RBS supremo Sir Fred Goodwin may have earned £3.9m last year, but the City's strict corporate governance means his earnings are dwarfed by US rivals.

Goodwin's Wall Street arch-enemy, Goldman Sachs chief Lloyd Blankfein, pocketed £27.2m (US$53.5m) over the same period. And the pay of even the lowest earner of the top 18 bank chiefs in America makes Goodwin's wages seem paltry: William Osborn, head of Chicago-based Northern Trust, earned £5.6m (US$11.1m).

It undoubtedly has something to do with size. Whereas Goodwin's Royal Bank of Scotland posted a pre-tax profit of £9.2bn for 2006, Northern Trust's full-year profits came in at £339.2m (US$665m).
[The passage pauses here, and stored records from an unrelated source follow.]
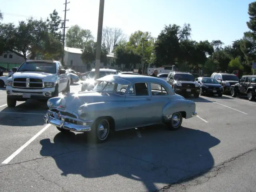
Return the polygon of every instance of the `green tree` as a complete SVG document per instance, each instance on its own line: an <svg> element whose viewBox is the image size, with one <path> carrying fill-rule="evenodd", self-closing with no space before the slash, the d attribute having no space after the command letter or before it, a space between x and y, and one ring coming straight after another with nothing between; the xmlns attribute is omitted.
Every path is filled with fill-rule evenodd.
<svg viewBox="0 0 256 192"><path fill-rule="evenodd" d="M178 68L180 67L184 58L180 43L188 39L191 31L189 24L185 24L182 27L175 24L166 26L155 44L157 62L160 64L175 65ZM180 62L178 62L179 59Z"/></svg>
<svg viewBox="0 0 256 192"><path fill-rule="evenodd" d="M228 64L228 69L230 72L235 70L242 70L244 67L240 62L241 58L238 56L232 60Z"/></svg>
<svg viewBox="0 0 256 192"><path fill-rule="evenodd" d="M78 25L70 27L66 36L66 44L67 47L84 49L87 43L93 41L94 38L91 31L83 29Z"/></svg>
<svg viewBox="0 0 256 192"><path fill-rule="evenodd" d="M85 64L93 63L95 66L95 59L96 58L96 48L97 42L90 41L85 43L85 45L81 56L81 58ZM104 45L102 46L100 61L104 63L107 62L107 55L108 54L108 49Z"/></svg>

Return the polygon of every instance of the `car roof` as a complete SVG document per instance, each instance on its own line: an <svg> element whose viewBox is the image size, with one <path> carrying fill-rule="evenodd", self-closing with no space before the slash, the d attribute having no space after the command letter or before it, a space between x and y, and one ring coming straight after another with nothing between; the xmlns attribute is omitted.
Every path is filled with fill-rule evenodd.
<svg viewBox="0 0 256 192"><path fill-rule="evenodd" d="M92 69L91 71L95 71L95 69ZM109 71L110 72L116 72L116 70L112 69L100 69L100 71Z"/></svg>
<svg viewBox="0 0 256 192"><path fill-rule="evenodd" d="M141 75L132 75L128 74L117 74L108 75L97 79L97 81L106 81L120 84L125 82L126 84L131 84L135 82L154 82L166 85L168 84L166 81L160 78L151 76L146 76Z"/></svg>

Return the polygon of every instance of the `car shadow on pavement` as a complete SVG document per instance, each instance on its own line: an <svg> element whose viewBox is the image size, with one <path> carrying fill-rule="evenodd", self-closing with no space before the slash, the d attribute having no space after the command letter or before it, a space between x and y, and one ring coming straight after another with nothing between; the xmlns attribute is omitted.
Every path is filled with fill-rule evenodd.
<svg viewBox="0 0 256 192"><path fill-rule="evenodd" d="M45 124L43 118L47 109L46 102L31 100L21 104L18 102L15 108L6 107L0 111L0 124L14 126L43 125Z"/></svg>
<svg viewBox="0 0 256 192"><path fill-rule="evenodd" d="M78 174L97 178L118 174L137 184L142 182L150 191L160 189L156 183L163 184L162 186L173 184L209 171L214 165L209 149L220 142L206 132L185 127L170 131L160 126L139 130L141 137L136 136L134 130L119 132L108 141L96 145L87 142L86 134L60 132L54 137L53 143L49 139L40 141L40 153L44 157L52 157L62 176ZM48 171L52 174L52 169ZM131 189L132 186L122 183L123 180L115 179L116 184ZM92 184L96 181L85 182ZM136 183L132 183L136 186ZM111 186L105 187L106 191L113 190L107 189Z"/></svg>

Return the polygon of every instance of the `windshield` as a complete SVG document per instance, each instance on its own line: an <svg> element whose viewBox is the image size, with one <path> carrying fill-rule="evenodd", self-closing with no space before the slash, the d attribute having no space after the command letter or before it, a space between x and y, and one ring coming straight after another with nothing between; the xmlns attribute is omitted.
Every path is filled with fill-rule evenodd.
<svg viewBox="0 0 256 192"><path fill-rule="evenodd" d="M213 78L203 78L202 82L203 83L209 83L211 84L218 84L219 82Z"/></svg>
<svg viewBox="0 0 256 192"><path fill-rule="evenodd" d="M222 80L238 81L239 79L235 75L222 75Z"/></svg>
<svg viewBox="0 0 256 192"><path fill-rule="evenodd" d="M191 74L176 74L174 76L174 79L180 81L194 81L195 80L194 76Z"/></svg>
<svg viewBox="0 0 256 192"><path fill-rule="evenodd" d="M93 90L97 91L104 91L119 95L124 95L128 87L128 85L102 81L98 82Z"/></svg>
<svg viewBox="0 0 256 192"><path fill-rule="evenodd" d="M46 62L25 62L18 69L17 72L33 71L46 73L56 73L55 63Z"/></svg>
<svg viewBox="0 0 256 192"><path fill-rule="evenodd" d="M114 74L115 72L112 71L100 71L99 78L103 77L106 75L112 75ZM89 79L94 79L95 77L95 72L94 71L91 71L88 76L88 78Z"/></svg>

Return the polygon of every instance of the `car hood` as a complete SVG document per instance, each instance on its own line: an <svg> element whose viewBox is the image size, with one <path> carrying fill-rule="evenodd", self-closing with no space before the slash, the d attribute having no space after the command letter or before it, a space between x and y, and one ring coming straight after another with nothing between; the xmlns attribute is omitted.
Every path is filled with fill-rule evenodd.
<svg viewBox="0 0 256 192"><path fill-rule="evenodd" d="M202 83L202 85L205 86L208 86L212 87L220 87L222 86L220 84L215 84L212 83Z"/></svg>
<svg viewBox="0 0 256 192"><path fill-rule="evenodd" d="M226 81L223 81L222 82L225 82L225 83L237 83L238 82L238 81L229 81L229 80L226 80Z"/></svg>
<svg viewBox="0 0 256 192"><path fill-rule="evenodd" d="M180 80L176 80L176 82L181 83L196 83L196 82L195 81L181 81Z"/></svg>
<svg viewBox="0 0 256 192"><path fill-rule="evenodd" d="M44 79L52 74L50 73L42 73L42 72L16 72L12 75L13 78L39 78Z"/></svg>
<svg viewBox="0 0 256 192"><path fill-rule="evenodd" d="M64 98L65 108L69 111L76 112L78 108L86 104L123 101L124 97L115 94L107 94L95 91L79 92L70 94Z"/></svg>

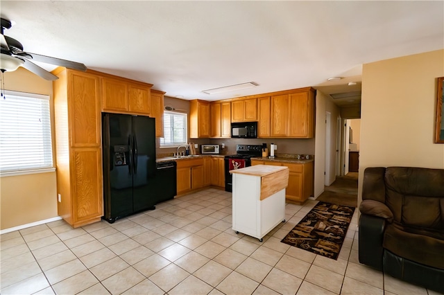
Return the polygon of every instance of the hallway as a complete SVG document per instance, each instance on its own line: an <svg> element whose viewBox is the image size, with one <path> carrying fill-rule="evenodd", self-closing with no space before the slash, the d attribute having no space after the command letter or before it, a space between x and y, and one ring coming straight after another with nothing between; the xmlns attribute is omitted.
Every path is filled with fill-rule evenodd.
<svg viewBox="0 0 444 295"><path fill-rule="evenodd" d="M330 186L324 187L324 192L316 199L328 203L357 207L358 172L348 172L336 177Z"/></svg>

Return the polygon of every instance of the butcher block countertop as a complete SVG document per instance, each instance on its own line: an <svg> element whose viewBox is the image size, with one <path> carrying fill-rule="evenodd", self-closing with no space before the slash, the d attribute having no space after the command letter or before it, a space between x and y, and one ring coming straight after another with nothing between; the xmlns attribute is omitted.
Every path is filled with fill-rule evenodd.
<svg viewBox="0 0 444 295"><path fill-rule="evenodd" d="M230 170L230 173L260 177L261 190L259 199L261 201L284 189L289 185L289 169L285 166L256 165L244 168L234 169Z"/></svg>
<svg viewBox="0 0 444 295"><path fill-rule="evenodd" d="M309 163L309 162L312 162L313 161L313 157L310 158L310 159L296 159L294 157L277 157L275 158L269 158L268 157L255 157L253 158L251 158L252 160L256 160L256 161L268 161L268 162L280 162L280 163L299 163L299 164L305 164L305 163Z"/></svg>
<svg viewBox="0 0 444 295"><path fill-rule="evenodd" d="M285 169L288 169L288 168L284 166L271 166L269 165L256 165L230 170L230 173L240 173L262 177Z"/></svg>

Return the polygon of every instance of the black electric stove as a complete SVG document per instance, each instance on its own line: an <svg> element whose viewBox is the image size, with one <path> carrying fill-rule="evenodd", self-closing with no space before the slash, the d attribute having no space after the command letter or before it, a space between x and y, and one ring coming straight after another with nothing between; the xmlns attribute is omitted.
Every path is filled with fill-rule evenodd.
<svg viewBox="0 0 444 295"><path fill-rule="evenodd" d="M262 155L262 145L237 145L236 154L225 157L225 190L232 192L232 175L230 173L230 160L245 161L245 167L251 166L251 158Z"/></svg>

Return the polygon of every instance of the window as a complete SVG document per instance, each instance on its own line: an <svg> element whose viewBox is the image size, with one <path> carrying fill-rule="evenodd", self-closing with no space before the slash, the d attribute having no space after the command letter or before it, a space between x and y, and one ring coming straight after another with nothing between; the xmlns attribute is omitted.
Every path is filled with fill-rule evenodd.
<svg viewBox="0 0 444 295"><path fill-rule="evenodd" d="M164 112L164 137L160 146L177 147L187 143L187 114L165 111Z"/></svg>
<svg viewBox="0 0 444 295"><path fill-rule="evenodd" d="M49 96L5 91L0 99L0 172L47 168L53 168Z"/></svg>

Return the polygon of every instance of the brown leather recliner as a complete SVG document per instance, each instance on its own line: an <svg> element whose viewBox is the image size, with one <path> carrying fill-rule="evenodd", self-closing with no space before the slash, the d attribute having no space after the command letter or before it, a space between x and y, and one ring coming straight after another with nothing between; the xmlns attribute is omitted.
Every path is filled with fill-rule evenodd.
<svg viewBox="0 0 444 295"><path fill-rule="evenodd" d="M444 169L368 168L359 262L444 293Z"/></svg>

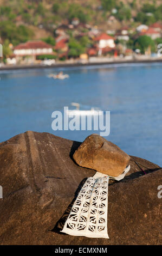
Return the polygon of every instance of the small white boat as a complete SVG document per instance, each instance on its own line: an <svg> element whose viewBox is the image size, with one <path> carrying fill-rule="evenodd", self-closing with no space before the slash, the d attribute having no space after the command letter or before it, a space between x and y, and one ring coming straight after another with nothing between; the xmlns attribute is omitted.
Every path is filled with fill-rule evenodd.
<svg viewBox="0 0 162 256"><path fill-rule="evenodd" d="M101 109L95 109L92 107L89 110L80 110L80 104L76 102L72 102L72 105L76 107L75 109L67 109L65 112L67 115L102 115Z"/></svg>
<svg viewBox="0 0 162 256"><path fill-rule="evenodd" d="M47 76L48 78L53 78L54 79L61 79L61 80L65 79L65 78L68 78L69 77L69 76L67 74L63 74L63 72L60 72L58 74L50 74Z"/></svg>

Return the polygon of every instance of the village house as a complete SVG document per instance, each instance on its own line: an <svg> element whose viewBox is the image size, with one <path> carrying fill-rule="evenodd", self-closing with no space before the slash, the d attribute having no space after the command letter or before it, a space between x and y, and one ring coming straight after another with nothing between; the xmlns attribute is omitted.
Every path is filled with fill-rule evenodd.
<svg viewBox="0 0 162 256"><path fill-rule="evenodd" d="M145 32L148 28L148 26L145 25L145 24L141 24L136 28L136 30L138 32Z"/></svg>
<svg viewBox="0 0 162 256"><path fill-rule="evenodd" d="M53 46L43 41L28 41L14 48L14 54L18 61L28 57L28 62L35 62L39 55L53 54Z"/></svg>
<svg viewBox="0 0 162 256"><path fill-rule="evenodd" d="M68 50L67 42L69 40L69 36L67 35L60 35L56 39L56 45L55 49L56 51L60 51L62 52L67 52Z"/></svg>
<svg viewBox="0 0 162 256"><path fill-rule="evenodd" d="M94 40L96 42L96 48L98 50L99 56L111 52L115 47L114 38L106 33L101 34Z"/></svg>
<svg viewBox="0 0 162 256"><path fill-rule="evenodd" d="M107 47L109 48L114 48L115 47L114 38L106 33L102 33L99 35L94 40L97 42L98 47L100 48L106 48Z"/></svg>
<svg viewBox="0 0 162 256"><path fill-rule="evenodd" d="M157 38L161 37L161 32L158 32L154 28L149 27L146 31L141 32L140 35L146 35L150 36L153 40L155 40Z"/></svg>
<svg viewBox="0 0 162 256"><path fill-rule="evenodd" d="M128 28L125 27L119 30L115 34L115 38L118 40L128 41L129 40Z"/></svg>

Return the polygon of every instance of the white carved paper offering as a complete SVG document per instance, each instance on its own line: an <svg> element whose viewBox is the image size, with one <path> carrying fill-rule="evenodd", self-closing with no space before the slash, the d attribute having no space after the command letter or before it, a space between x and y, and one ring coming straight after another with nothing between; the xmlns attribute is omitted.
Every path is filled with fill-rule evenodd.
<svg viewBox="0 0 162 256"><path fill-rule="evenodd" d="M90 177L81 188L62 232L88 237L107 234L108 176Z"/></svg>

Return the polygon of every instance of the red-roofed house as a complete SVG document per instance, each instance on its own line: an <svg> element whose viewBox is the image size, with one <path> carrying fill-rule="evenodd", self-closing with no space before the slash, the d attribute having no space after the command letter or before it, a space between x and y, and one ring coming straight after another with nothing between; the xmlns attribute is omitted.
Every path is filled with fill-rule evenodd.
<svg viewBox="0 0 162 256"><path fill-rule="evenodd" d="M161 37L161 33L156 31L153 28L149 27L148 29L144 32L140 33L140 35L146 35L150 36L153 40Z"/></svg>
<svg viewBox="0 0 162 256"><path fill-rule="evenodd" d="M87 53L89 56L96 56L98 54L98 52L94 48L90 48L88 50Z"/></svg>
<svg viewBox="0 0 162 256"><path fill-rule="evenodd" d="M94 39L97 42L96 48L98 48L98 55L101 56L102 53L106 54L112 50L114 49L115 44L114 39L111 35L106 33L102 33Z"/></svg>
<svg viewBox="0 0 162 256"><path fill-rule="evenodd" d="M106 33L102 33L99 35L94 40L98 42L98 47L100 48L105 48L107 47L114 48L115 47L114 38Z"/></svg>
<svg viewBox="0 0 162 256"><path fill-rule="evenodd" d="M16 56L26 56L53 53L53 46L43 41L29 41L14 48Z"/></svg>

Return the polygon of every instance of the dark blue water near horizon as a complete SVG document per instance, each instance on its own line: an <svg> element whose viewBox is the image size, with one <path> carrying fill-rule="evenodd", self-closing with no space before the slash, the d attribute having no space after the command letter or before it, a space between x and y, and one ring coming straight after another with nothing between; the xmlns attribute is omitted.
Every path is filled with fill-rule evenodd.
<svg viewBox="0 0 162 256"><path fill-rule="evenodd" d="M63 71L64 80L49 78ZM162 63L0 71L0 142L27 130L83 141L93 131L56 131L51 113L72 102L111 112L106 138L162 166ZM95 131L99 133L99 131Z"/></svg>

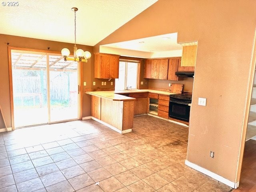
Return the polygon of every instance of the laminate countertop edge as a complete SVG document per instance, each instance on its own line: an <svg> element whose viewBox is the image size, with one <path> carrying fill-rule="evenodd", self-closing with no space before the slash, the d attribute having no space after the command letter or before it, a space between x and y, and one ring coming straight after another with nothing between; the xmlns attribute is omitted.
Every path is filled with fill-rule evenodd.
<svg viewBox="0 0 256 192"><path fill-rule="evenodd" d="M158 91L150 89L136 89L131 90L116 90L116 91L89 91L85 92L86 94L91 95L112 100L113 101L125 101L135 100L136 98L120 94L129 94L134 93L151 93L160 95L169 96L176 94L162 91Z"/></svg>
But one City banking analyst says a combination of stricter corporate governance in the UK along with greater competition among Wall Street banks is the real reason behind the disparity. He says: "Corporate governance and the assertiveness of independent directors on bank boards is much better in London, so remuneration is usually not so generous. In the US, there are also a greater number of banks chasing a limited number of top-drawer executives, so the rewards, in terms of bonuses, are always greater."

Goodwin can perhaps console himself with the fact that he is the highest-paid bank chief in Scotland, ahead of Edinburgh arch-rival HBOS chief Andy Hornby, who earned £1.7m (although HBOS said on Friday it plans to increase bonuses paid to its directors this year). Meanwhile, Lynne Peacock, head of Scotland's other major bank, NAB-owned Clydesdale, was recently paid £1.1m, almost double the £600k she was paid the previous year.

But former Goldman chief executive Henry Paulson, who quit last year to become White House Treasury Secretary, made more in six months than Goodwin, Hornby and Peacock combined, after earning a £9.5m (US$18.7m) bonus for his half year at the bank.